The pin-drop clarity of the outside soundscape returned. Wind, branches, pinging noises of frozen water crystals sliding over one another. The two bodies stared at her in the false light of her visor. She sat down in the snow and sank in. She was so tired. Shattered.

She missed Iceweasel. It ached inside her. A voice she hated, always louder when she was sad, reminded her she’d once taught at a university, had a house, a name, and an address. Once she’d been able to buy things when she needed them—even if she had to go into debt—could pretend there was a future. Now she had none of those things, least of all a future. She was living as though it was the first days of a better nation, but that nation was nowhere in sight. Instead, she had a no-man’s-land of drone strikes and slit throats.

Holy shit, she missed Iceweasel so much.

[xx]

When Iceweasel was a little girl called Natalie, she and Cordelia played in the ravine, under the watchful eye of the house drones, or, if there was some incomprehensible violence-weather in the city—an uptick of kidnappings—a private security person who’d fit them with ankle-cuffs she couldn’t loosen, no matter how many tools she tried. Cordelia never understood her impatience with these minor indignities, insisting they were for their safety. For Natalie, it was symbolic battle. If she’d ever gotten the cuff off, she’d have stuck it in her pocket. Ditching it in the Don River would bring the security goon down the hill. But it was designed to defeat a kidnapper with a hacksaw—anything that could brute-force it would take her foot with it.

She was in the ravine again, in winter, wearing a snug jacket, too-big boots with thick waffle-tread, and thermal tights that insulated so efficiently she was sweating by the time she and Nadie reached the end of the short tunnel. She paused in the tunnel mouth, poised between captivity and freedom, and called out softly, “Dis?”

“We’ll talk again,” Dis said. “I’ve already emailed my diff. I love you, Iceweasel.”

“I love you, too.”

She didn’t meet Nadie’s eyes. She’d just confessed to loving software. She hated herself for being embarrassed by it.

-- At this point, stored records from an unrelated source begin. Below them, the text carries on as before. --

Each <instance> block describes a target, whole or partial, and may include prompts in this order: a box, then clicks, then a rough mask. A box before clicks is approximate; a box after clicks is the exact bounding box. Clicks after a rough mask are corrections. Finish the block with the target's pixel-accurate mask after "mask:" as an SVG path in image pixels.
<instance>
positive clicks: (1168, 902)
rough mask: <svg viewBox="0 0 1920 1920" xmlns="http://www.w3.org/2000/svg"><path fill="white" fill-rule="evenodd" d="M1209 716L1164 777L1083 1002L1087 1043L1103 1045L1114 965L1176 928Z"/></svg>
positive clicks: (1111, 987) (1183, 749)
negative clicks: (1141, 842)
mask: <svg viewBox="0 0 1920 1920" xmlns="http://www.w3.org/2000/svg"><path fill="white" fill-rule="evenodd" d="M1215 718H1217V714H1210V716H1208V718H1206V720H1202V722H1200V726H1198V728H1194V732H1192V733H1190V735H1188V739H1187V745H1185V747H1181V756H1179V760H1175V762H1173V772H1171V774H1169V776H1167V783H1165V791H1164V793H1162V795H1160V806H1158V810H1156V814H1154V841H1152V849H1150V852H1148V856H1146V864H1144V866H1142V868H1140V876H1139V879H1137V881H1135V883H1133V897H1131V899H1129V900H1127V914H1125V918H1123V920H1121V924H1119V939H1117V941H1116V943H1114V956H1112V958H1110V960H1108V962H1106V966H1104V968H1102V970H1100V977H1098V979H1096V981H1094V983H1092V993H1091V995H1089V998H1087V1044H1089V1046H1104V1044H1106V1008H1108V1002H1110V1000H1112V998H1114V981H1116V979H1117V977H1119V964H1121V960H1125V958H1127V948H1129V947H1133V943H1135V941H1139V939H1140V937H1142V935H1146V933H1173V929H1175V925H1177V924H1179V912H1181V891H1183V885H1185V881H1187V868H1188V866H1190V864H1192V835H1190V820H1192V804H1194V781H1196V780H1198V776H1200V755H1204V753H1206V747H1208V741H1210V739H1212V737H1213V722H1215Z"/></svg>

She’d seen pictures of Toronto winters in her father’s childhood, her grandparents’—snow forts, plows on the roads, salting trucks. But in all the time she’d spent in the city, there’d never been enough snow to make a decent snowball—not like the high-altitude snow she and Cordelia hurled at each other atop Whistler and Mont Blanc—just a gray frozen custard that froze to the sidewalks and streets in late January and lasted until April or sometimes May. On very cold days, it turned into treacherous ice, slippery to walk on and thin in places, your foot plunging through into lurking reservoirs of frozen water.

The floor of the ravine was that texture—frozen enough to almost burn if it touched your skin, unfrozen enough to be a gelatinous hazard that sucked at Iceweasel’s boots. She staggered through it in her borrowed clothes—some of Nadie’s ninja-wear, a bizarro-world version of walkaways’ printed cold weather clothes, also lacking in manufacturer’s markings, also wicking and dirt-shedding and soft inside and rip-stopping on the outside, but printed with dazzle-textures that hurt the mind to look at. Looking at her knees as her legs fought the mud and slope as they sloshed downhill made her dizzy.

Even Nadie—wearing dazzle-stuff, hard to look at for more than a few seconds—struggled with the terrain, dancing a few steps down the hill, getting caught, lumbering a few more, using sickly trees to catch herself. Even so, she soon got ahead of Iceweasel. Iceweasel reminded herself she’d been a prisoner for months and had hardly exercised. Also, she wasn’t a ninja mercenary badass.